Die 785 Künstlerinnen vor mir (und das nur in Österreich!!!)
Netzwerk-Performance / Viennafair 2010
Auf einem Messestand werden alle 785 österreichischen Künstler/Künstlerinnen, die für Mai 2010 auf der renommierten Kunstranking-Plattform „Artfacts“ (www.artfacts.net) vor Christoph Schwarz gereiht sind, mit Angaben zur Karriere-Entwicklung der letzten 10 Jahre an die Wand plakatiert (30m²). Diese Reihung wird aus Ausstellungsbeteiligungen und Rezensionen („der Ökonomie der Aufmerksamkeit“) errechnet. Christoph Schwarz ist nach Artfacts für 2010 auf dem bescheidenen 30.917 Platz gereiht, alleine aus Österreich befinden sich 785 Kunstschaffende vor ihm.

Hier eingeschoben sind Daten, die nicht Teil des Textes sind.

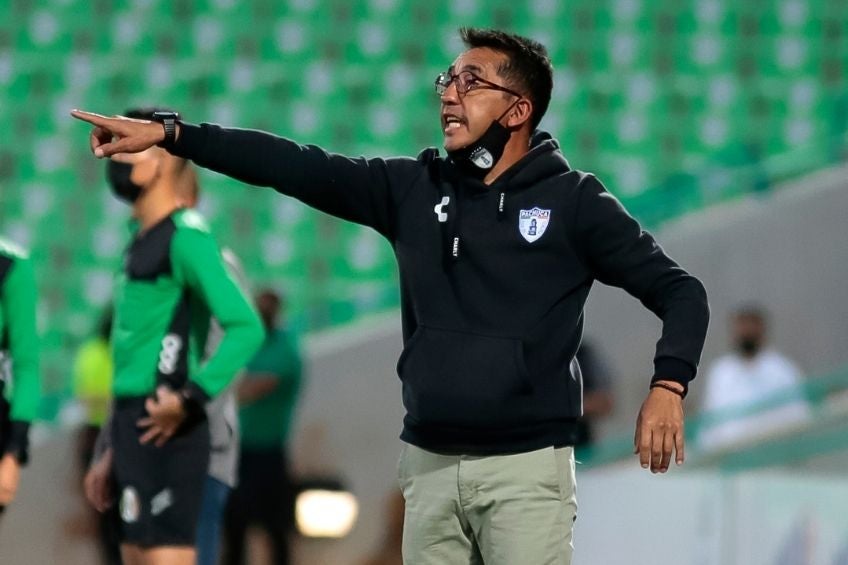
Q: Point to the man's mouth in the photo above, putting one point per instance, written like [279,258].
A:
[452,123]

Die ARGE Schwarz (vertreten durch Blacky Palermo) ist während der gesamten Messe mit dem Ziel vor Ort, möglichst viele der vor ihm gereihten Kolleginnen an seinen Stand zu einem Gespräch einzuladen. Wird er fündig, folgt ein zwangloser Austausch über deren Karriereentwicklung, es wird Sekt getrunken und ein Polaroidfoto beim Händeschütteln geschossen. Dieses Foto wird mitsamt einer kurzen Zusammenfassung des Gesprächs (per analoger Schreibmaschine) als Momentaufnahme wiederum an die Wand gehängt- dieses Dokumentationspanel ist dort wiederum verkäuflich, der Preis des Bildes ergibt sich nach dem Punktestand des gelisteten Künstlers: Für das Dokumentationspanel von Schwarz und Christoph Holzeis (Platz 27.733, Punktestand 961) würde man 29 Euro zahlen, für das Panel mit Jörg Auzinger (Platz 14.155, Punktestand 2.278) bereits 68 Euro, für das Panel mit Hans Staudacher (Platz 2787, Punktestand 11.430) 343 Euro. Die Einkünfte werden zwischen den beiden Künstlern und der Galerie nach einem verhandelbaren Schlüssel aufgeteilt.

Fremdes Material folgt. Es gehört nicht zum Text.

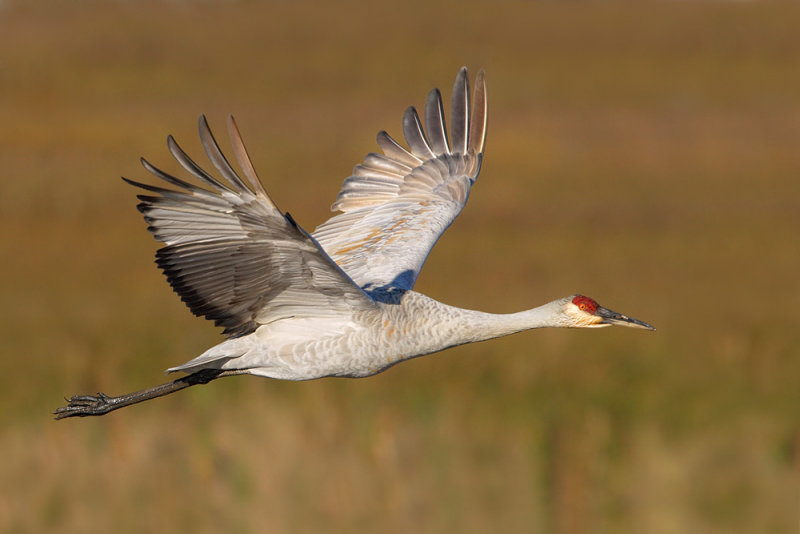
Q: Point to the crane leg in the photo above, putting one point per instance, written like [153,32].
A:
[101,404]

Wenn auf einer Kunstmesse Kunst gekauft wird, so zählt für den Sammler neben den ästhetischen Kriterien einer Arbeit auch das Entwicklungspotential des Künstlers / der Künstlerin. KuratorInnen, GaleristInnen und andere Player im Betrieb greifen ebenfalls gerne auf Artists Rankings zurück, wenn man einen schnellen Überblick über den Karrierestand eines Kunstschaffenden gewinnen will. „Die 785 Künstlerinnen vor mir (und das nur in Österreich!!)“ ist diesem Instrument prinzipiell neutral gegenüber eingestellt- möchte aber diese Ebene gerade im hyper-kommerzialisierten Rahmen einer Messe stärker sichtbar machen. Dabei werden im Sinne der Appropriation Art die Karrieren anderer Künstler als Material für die eigene Arbeit vereinnahmt.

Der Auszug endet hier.